You need very good understanding on graphics pipeline, graphic algorithms and CPU architecture and optimizations. Next step is to define your SW architecture - that really depends on what features you want to implement. Sort-middle architecture (AKA binning) seems like the best choice for high-perf SW rasterizer, for the reasons I stated above. Than you need extremely good low-level CPU skills - the ability to run VTune, read generated assembly, then identify and implement low-level optimizations is crucial if you want good performance.

What looks like an efficient triangle drawing routine, is this a scanline approach?
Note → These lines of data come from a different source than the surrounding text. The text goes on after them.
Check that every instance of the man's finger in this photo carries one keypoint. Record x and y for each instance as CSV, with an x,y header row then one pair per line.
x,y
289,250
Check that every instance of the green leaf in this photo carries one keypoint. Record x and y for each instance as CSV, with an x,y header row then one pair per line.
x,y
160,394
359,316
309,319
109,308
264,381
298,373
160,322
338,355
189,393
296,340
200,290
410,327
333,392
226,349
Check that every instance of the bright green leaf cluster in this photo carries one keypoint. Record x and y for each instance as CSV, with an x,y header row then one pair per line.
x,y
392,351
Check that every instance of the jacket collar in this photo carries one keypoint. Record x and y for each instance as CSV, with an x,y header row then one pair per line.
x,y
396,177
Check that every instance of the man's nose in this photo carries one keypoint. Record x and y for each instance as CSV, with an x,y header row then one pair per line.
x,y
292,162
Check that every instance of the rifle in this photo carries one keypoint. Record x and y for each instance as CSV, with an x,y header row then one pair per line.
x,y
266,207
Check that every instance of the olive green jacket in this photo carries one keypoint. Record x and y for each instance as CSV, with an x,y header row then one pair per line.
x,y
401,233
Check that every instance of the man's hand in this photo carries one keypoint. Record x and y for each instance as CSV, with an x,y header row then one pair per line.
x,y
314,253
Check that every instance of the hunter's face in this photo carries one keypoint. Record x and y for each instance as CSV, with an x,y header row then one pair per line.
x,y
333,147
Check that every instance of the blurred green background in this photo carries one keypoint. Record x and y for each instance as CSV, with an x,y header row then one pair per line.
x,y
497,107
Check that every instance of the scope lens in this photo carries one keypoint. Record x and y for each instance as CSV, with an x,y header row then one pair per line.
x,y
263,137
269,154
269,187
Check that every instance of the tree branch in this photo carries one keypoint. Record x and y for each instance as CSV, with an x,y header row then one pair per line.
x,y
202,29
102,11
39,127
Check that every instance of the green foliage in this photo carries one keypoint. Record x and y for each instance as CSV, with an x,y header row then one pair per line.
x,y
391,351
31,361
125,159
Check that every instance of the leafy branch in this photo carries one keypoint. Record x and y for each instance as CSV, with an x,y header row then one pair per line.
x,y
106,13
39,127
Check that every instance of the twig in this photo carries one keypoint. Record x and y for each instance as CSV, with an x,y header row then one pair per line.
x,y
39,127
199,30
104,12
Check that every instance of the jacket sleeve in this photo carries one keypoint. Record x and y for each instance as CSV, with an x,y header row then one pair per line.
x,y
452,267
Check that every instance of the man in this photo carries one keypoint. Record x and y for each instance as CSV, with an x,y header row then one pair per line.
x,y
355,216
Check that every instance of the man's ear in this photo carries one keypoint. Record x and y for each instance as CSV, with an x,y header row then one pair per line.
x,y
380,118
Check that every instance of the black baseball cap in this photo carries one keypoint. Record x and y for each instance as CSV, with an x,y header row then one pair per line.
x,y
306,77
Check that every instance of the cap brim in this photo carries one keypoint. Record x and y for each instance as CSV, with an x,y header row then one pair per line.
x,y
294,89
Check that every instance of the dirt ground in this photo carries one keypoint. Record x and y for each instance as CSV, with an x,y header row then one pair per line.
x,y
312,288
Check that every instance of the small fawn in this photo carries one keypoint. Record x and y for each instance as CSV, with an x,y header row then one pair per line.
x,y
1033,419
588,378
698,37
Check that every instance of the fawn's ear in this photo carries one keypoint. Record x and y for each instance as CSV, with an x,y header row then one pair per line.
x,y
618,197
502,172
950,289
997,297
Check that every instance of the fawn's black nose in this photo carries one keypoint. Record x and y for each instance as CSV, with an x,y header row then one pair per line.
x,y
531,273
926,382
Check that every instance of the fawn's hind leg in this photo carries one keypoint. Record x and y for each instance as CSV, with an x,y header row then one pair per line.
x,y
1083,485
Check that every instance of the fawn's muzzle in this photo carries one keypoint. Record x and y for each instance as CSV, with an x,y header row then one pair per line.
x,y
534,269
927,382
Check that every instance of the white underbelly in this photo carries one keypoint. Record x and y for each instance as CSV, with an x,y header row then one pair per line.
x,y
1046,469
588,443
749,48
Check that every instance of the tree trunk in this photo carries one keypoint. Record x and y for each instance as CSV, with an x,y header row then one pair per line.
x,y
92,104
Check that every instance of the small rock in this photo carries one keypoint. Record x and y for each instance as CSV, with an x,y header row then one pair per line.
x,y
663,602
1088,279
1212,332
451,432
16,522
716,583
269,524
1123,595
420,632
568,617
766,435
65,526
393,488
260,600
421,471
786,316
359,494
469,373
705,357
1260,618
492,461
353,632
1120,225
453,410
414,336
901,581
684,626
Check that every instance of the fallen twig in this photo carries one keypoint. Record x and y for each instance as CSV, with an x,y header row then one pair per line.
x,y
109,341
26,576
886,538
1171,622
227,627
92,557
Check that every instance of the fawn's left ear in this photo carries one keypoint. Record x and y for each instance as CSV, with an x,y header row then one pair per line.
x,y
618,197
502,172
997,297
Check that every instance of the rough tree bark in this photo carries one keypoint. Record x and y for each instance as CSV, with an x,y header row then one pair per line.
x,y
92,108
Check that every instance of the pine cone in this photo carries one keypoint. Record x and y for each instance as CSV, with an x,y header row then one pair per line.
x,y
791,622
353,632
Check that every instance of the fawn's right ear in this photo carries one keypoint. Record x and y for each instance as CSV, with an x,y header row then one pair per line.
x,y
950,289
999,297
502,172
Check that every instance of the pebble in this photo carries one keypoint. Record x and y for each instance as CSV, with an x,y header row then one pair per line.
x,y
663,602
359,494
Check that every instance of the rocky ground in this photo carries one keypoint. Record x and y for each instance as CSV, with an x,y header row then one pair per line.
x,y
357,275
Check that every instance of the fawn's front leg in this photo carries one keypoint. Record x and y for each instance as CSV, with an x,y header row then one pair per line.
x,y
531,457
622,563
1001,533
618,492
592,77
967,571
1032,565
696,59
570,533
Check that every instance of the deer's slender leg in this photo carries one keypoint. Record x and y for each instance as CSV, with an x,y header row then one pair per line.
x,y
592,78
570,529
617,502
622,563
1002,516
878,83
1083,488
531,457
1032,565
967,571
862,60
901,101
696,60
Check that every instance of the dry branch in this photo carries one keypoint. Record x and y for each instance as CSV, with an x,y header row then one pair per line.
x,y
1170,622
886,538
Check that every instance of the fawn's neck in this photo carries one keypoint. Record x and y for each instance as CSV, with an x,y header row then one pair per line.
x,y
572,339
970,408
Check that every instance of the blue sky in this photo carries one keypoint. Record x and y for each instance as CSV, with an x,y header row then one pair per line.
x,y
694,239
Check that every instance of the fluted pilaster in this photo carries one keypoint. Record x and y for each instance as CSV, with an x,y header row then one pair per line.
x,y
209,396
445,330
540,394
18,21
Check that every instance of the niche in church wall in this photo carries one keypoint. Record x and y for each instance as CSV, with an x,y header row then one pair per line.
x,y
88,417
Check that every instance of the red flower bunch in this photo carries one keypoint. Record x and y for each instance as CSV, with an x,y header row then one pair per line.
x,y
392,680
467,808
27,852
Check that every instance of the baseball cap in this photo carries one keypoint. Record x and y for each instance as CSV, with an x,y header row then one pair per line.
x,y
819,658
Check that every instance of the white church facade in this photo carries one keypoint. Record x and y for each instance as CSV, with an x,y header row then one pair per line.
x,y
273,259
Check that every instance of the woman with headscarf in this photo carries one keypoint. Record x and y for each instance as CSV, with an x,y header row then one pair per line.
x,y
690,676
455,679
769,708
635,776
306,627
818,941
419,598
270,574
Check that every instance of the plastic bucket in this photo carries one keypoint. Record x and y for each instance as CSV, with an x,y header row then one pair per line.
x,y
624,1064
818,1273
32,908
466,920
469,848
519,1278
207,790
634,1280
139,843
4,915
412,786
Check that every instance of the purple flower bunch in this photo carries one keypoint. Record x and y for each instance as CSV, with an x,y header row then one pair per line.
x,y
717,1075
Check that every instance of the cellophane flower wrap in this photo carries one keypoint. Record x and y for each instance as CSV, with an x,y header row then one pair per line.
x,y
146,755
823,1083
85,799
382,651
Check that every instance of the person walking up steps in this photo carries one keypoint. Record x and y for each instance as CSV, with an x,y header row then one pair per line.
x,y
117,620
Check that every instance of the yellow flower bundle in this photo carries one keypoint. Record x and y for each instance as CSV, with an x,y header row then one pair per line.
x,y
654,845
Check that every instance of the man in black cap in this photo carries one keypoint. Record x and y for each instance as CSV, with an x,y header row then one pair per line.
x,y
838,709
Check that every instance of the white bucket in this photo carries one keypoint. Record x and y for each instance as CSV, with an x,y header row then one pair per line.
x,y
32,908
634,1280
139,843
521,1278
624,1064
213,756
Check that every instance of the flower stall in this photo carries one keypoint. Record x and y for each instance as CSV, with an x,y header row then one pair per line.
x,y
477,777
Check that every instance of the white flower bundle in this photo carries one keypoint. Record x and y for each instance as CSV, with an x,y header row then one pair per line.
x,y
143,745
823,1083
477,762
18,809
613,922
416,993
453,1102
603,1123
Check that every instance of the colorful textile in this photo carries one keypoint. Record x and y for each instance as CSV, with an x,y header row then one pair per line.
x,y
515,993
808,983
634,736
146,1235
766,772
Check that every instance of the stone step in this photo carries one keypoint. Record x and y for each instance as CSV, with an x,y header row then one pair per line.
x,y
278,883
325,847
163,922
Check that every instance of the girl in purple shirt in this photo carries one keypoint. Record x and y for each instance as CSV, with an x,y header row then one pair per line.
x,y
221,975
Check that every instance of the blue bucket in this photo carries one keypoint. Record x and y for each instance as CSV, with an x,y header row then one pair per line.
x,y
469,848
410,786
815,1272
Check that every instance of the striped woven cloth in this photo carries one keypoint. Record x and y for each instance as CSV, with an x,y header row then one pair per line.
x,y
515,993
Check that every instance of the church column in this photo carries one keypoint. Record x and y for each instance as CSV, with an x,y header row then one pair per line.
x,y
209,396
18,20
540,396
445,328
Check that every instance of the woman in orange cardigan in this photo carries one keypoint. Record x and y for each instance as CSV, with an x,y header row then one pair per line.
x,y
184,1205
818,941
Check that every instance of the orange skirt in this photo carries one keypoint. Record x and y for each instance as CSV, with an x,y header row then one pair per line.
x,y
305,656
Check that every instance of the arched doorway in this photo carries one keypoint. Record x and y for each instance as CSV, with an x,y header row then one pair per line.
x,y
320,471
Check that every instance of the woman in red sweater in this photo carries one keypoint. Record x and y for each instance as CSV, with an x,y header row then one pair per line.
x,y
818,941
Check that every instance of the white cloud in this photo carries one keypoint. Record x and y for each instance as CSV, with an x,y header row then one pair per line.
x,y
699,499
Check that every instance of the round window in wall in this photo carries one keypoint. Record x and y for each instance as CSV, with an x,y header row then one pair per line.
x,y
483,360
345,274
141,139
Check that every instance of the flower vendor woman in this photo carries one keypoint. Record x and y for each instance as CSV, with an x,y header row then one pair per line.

I actually spent quite some time investigating and optimizing just the rasterizer part. 2 main performance concerns are:

1. Good cache locality for the rest of the pipeline, especially the TXS.
2. Rasterizers tend to have unpredicted branch pattern. x86 branch mis-prediction is costly, so you want to minimize the amount of branches, even at the cost of more ALU ops.

I tried a bunch of stuffs - hierarchical rasterization, normal scanline, assisted scanline. Regular scanline gave the best results in both required aspects, plus it's very straightforward to setup and run, resulting in very short code and very good performance.

How many triangles per second could you rasterize in soft-rasterization?

Depends on the workloads. In general, we were able to run DX10 AAA games at 15-20 FPS on 4 years old Core-i5 CPU. CPU rasterizer is very sensitive to number of TXS operations, even more than GPU. We never really cared about the number of triangles - TXS and PS were all that really mattered, so our entire architecture were targeted at speeding those units.

I've seen some interest in SW rasterizers on this site, perhaps I should write an article about my experience.

Edited by N.I.B.

##### Share on other sites

Could you or some other person give some hints on the topic?

You need very good understanding on graphics pipeline, graphic algorithms and CPU architecture and optimizations. Next step is to define your SW architecture - that really depends on what features you want to implement. Sort-middle architecture (AKA binning) seems like the best choice for high-perf SW rasterizer, for the reasons I stated above. Than you need extremely good low-level CPU skills - the ability to run VTune, read generated assembly, then identify and implement low-level optimizations is crucial if you want good performance.

What looks like an efficient triangle drawing routine, is this a scanline approach?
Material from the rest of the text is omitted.